Department of Medicine, Växjö County Hospital, Växjö, Sweden.
Department of Anaesthesia and Intensive Care, Lund University and Skane University Hospital, Lund, S-22185 Sweden.
Perioper Med (Lond). 2015 Sep 29;4:9. doi: 10.1186/s13741-015-0019-7. eCollection 2015.
The European Medicines Agency does not recommend the use of hydroxyethyl starch-based volume replacement solutions in critically ill patients due to an increased risk of renal failure. However, this recommendation is questionable for its perioperative use. Several recent randomised controlled studies do not indicate a risk for renal failure-not even after high-risk surgery. Human albumin is used in our neurointensive care unit as a part of the "Lund concept" of brain injury resuscitation, and albumin has been introduced in elective neurosurgery instead of starch. The aim of our prospective unblinded observational cohort study was to compare the degree of dilutive coagulopathy after albumin and starch intra-operative fluid therapy.

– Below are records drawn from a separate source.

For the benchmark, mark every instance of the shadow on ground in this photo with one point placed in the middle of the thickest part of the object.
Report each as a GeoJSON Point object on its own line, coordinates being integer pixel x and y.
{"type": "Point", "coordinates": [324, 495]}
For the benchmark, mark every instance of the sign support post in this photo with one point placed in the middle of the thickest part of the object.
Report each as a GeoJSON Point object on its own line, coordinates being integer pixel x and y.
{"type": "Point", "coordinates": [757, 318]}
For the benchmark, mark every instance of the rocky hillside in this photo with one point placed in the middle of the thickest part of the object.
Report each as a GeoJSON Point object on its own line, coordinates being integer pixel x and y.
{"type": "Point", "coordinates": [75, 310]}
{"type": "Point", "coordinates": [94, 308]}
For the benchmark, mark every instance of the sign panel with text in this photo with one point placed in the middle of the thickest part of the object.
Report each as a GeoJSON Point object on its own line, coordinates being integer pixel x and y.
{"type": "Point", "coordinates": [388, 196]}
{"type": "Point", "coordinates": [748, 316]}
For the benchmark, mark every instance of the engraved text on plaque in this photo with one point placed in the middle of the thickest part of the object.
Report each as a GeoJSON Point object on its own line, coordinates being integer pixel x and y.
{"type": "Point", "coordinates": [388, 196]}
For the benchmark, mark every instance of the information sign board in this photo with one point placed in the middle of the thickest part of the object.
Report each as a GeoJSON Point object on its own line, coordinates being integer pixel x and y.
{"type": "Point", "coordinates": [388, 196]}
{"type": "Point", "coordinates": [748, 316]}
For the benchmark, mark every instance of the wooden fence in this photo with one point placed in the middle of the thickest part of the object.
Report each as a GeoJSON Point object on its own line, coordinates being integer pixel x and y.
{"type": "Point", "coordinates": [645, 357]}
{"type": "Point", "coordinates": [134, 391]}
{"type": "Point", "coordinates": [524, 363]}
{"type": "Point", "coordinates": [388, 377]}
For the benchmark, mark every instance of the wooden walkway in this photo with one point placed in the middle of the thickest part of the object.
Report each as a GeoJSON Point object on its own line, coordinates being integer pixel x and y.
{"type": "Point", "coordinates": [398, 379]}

Thirty-nine patients undergoing elective brain tumour surgery with craniotomy received either 130/0.42 hydroxyethyl starch or 5 % albumin infusions. The first 18 patients received starch, whereas the rest received albumin. Rotational thromboelastometry with ROTEM and platelet aggregometry with Multiplate were performed before surgery, after the first and second consecutive colloid infusions (250/500 ml albumin or 500/1000 ml starch) and at the end of surgery.
Both intra- and inter-group comparisons showed more deranged ROTEM parameters after the higher doses of starch. Multiplate detected changes only in the albumin group after 500-ml infusion. Blood los did not differ between groups, nor did haemoglobin preoperatively or at end of surgery. Lower volumes of albumin were required to maintain stable intra-operative haemodynamic parameters; 250/500 ml albumin corresponded to 500/1000 ml starch.
Hydroxyethyl starch affected coagulation at lower volumes, with a more prominent effect on clot structure at the end of surgery, corroborating previous research. Only albumin decreased platelet aggregation, and 5 % albumin had a more potential volume effect than 130/0.42 hydroxyethyl starch.
由于肾衰竭风险增加,欧洲药品管理局不建议在危重症患者中使用基于羟乙基淀粉的容量替代溶液。然而,这种建议在围手术期使用时是值得商榷的。最近的几项随机对照研究并未表明存在肾衰竭风险——即使是高危手术后也没有。人血白蛋白在我们的神经重症监护病房中作为脑损伤复苏“Lund 概念”的一部分使用,并且在择期神经外科手术中用人血白蛋白代替淀粉。我们前瞻性、非盲、观察性队列研究的目的是比较术中白蛋白和淀粉液体治疗后稀释性凝血功能障碍的程度。
39 例接受开颅手术的择期脑肿瘤患者接受了 130/0.42 羟乙基淀粉或 5%人血白蛋白输注。前 18 例患者接受淀粉治疗,其余患者接受白蛋白治疗。在手术前、第一次和第二次连续胶体输注(250/500ml 白蛋白或 500/1000ml 淀粉)后以及手术结束时进行旋转血栓弹性测定(ROTEM)和血小板聚集测定(Multiplate)。
淀粉高剂量组的 ROTEM 参数变化更明显,无论是组内还是组间比较。输注 500ml 后,Multiplate 仅在白蛋白组中检测到变化。两组间的失血量无差异,术前和手术结束时的血红蛋白也无差异。需要更少的白蛋白体积来维持术中血流动力学参数的稳定;250/500ml 白蛋白相当于 500/1000ml 淀粉。
羟乙基淀粉在较低剂量时影响凝血,在手术结束时对凝块结构的影响更为明显,这与之前的研究结果一致。只有白蛋白降低了血小板聚集,而 5%人血白蛋白的容量效应比 130/0.42 羟乙基淀粉更强。